Uzun zamandır bir Trabzon/ Trabzonspor yazısı yazmak istemiştim. Bugüne kısmetmiş. Hoş çok da hayırlı bir şekilde kısmet olmadı aslında. Kazım hatırlattı, daha pek çok şeyi hatırlattığı gibi.
Türkiye futbolunun “üçü bir yerde” bezirgânlığına son veren nadide keyiflerden biriydi Trabzonspor. 60’lı 70’li yılların Türk filmlerinin “sınıfsal çatışmanın” en klişe temsilindeki gibi; Şımarık, paralı gençlerin partilerine girip haysiyet ve erdem dersi veren yağız Anadolu genci gibiydi Trabzon. Bir tek de o yıllar, girebiliyordu zaten burjuvaların partilerine afili uşaklar, cart diye. Bir nevi, dönemin futboldaki Yılmaz Güney’di, Trabzonspor. Sonra araya “darbe” girdi ve Trabzonspor, yeni zamanlara ısınamadı, birçoğumuz gibi. Her alandaki isyan bastırıldı. Paralı şımarıkların partisinin kapısında, artık asker bekliyordu, “hayatın kapısı”nda ise kapkaranlık bir gelecek.
Sonrası ise, can sıkıcı bir sinir harbi. Trabzon tribünleri ve sokakları artık, ekrana bordo-mavi keyifli hallerinden ziyade şiddet ve tahammülsüzlük görüntüleriyle geliyordu.
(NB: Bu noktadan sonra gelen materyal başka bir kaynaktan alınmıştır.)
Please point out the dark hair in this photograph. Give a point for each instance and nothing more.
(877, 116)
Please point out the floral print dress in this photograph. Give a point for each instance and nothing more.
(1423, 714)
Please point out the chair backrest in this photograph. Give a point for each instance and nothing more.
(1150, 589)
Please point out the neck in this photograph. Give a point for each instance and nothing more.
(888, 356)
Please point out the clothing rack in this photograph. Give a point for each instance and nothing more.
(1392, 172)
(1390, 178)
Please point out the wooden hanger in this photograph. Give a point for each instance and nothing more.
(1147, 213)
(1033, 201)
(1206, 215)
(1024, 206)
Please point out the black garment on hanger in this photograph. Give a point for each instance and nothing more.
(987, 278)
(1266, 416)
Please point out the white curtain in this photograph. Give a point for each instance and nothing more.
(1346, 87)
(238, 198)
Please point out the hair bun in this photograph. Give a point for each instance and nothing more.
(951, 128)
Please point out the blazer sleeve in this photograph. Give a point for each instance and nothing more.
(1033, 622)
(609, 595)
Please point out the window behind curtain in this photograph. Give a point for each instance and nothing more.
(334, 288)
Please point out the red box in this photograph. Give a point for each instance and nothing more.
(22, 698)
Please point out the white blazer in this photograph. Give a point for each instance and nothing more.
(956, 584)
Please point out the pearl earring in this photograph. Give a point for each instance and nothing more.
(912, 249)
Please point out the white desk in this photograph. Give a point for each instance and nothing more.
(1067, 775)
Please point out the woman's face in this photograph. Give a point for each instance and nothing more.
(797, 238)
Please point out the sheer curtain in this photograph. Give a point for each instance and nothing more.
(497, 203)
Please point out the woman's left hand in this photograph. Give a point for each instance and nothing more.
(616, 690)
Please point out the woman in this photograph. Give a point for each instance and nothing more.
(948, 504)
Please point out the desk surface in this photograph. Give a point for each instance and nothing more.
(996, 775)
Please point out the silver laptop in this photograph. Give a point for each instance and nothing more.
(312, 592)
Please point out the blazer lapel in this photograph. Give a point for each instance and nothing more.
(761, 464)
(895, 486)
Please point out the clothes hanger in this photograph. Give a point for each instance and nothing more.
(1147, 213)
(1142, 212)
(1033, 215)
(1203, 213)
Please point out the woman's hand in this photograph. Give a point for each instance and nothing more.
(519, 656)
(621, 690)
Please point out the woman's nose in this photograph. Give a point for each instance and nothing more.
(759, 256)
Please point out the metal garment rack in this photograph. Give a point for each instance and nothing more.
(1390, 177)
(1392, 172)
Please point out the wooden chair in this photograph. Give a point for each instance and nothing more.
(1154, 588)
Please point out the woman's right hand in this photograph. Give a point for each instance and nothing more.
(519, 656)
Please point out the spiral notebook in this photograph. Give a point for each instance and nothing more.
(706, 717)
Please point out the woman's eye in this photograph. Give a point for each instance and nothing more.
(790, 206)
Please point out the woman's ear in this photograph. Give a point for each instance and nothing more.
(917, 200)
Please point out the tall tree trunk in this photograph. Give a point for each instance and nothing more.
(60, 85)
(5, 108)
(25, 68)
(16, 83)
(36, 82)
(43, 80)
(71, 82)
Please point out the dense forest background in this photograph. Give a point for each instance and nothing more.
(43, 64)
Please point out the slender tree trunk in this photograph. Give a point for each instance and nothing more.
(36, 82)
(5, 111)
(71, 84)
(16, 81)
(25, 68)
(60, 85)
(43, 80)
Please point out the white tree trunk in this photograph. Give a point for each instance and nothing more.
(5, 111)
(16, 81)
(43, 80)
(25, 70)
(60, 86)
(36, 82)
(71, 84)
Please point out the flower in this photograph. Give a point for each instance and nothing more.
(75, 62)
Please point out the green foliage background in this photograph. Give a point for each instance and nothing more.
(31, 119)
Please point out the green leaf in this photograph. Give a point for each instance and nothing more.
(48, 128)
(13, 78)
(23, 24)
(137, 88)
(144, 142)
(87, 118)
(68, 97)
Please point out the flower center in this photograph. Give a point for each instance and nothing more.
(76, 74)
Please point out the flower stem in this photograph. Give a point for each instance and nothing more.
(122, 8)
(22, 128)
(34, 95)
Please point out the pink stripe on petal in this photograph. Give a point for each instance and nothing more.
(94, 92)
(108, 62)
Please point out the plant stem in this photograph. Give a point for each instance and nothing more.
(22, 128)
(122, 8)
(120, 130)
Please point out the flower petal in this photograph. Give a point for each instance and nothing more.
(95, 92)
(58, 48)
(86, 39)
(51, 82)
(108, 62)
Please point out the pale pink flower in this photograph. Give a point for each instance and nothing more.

Yükselen kontrolsüz milliyetçiliğin Karadeniz sorumlusu gibiydiler adeta. Sempati iyiden iyiye tarumar oluyordu. O meşhur toplu “linç” olayı da artık bardağı taşıran son damla olmuştu. Trabzon, sahip olduğu bir sürü güzelim yan anlamını heba ediyordu. Ama belli ki Kazım inatla “Başka bir Trabzonspor mümkün” diye bağırıyormuş. Bestelediği marşı, ettiği manalı kelamlarla Laz inadını konuşturuyor, bu takımı kimseye kolay kolay bırakmayacağını gösteriyormuş.
O vakit, Trabzonspor’a niyetlenen bu yazıyı burada kesip, Hopa’nın bu topraklara attığı en güzel imzalardan biri olan hayatın önünde saygıyla eğilelim. Tabii ki, Kazım’ı 33’ünde şarkı söylemek için gelmesi gereken yere soğuk bir tabutun içinde getiren siyasetin kanserli hücrelerini de asla ama asla unutmadan…
Çernobil patladığında Rize/Pazar’lı bir ailenin çocuğu olan ben, İstanbul’da 13’ümü yaşıyordum, Kazım Hopa’da 14’ünü yaşarken. Gözümüz kulağımız, acaba “bizimkilere bir şey olur mu” diye ekrandayken, muhtemel ki onun gözleri de “bize bir şey olur mu” diye ekrandaydı. Ve o ekranlar, o gün bize, hayasızca bu topraklara atılan en karanlık imzaların yalanlarını kustular. O gün, ekran başındaki çocuk da 14’ünün üstüne sadece 19 koyabildi!
Edepsiz, arsız bir dönemin, suratsız adamları, 12 Eylül’ün şımarıklığı ile, kimsenin kendilerinden hesap soramayacağını bilerek bu toprakların insanlarına bilumum Çernobil zıkkımını yedirdiler, içirdiler. Ne doğru düzgün bir araştırma, ne doğru düzgün bir önlem. Toprağına, suyuna sahip çıkmadılar. O çok sevdikleri “devlet”liğin bile hakkını vermediler.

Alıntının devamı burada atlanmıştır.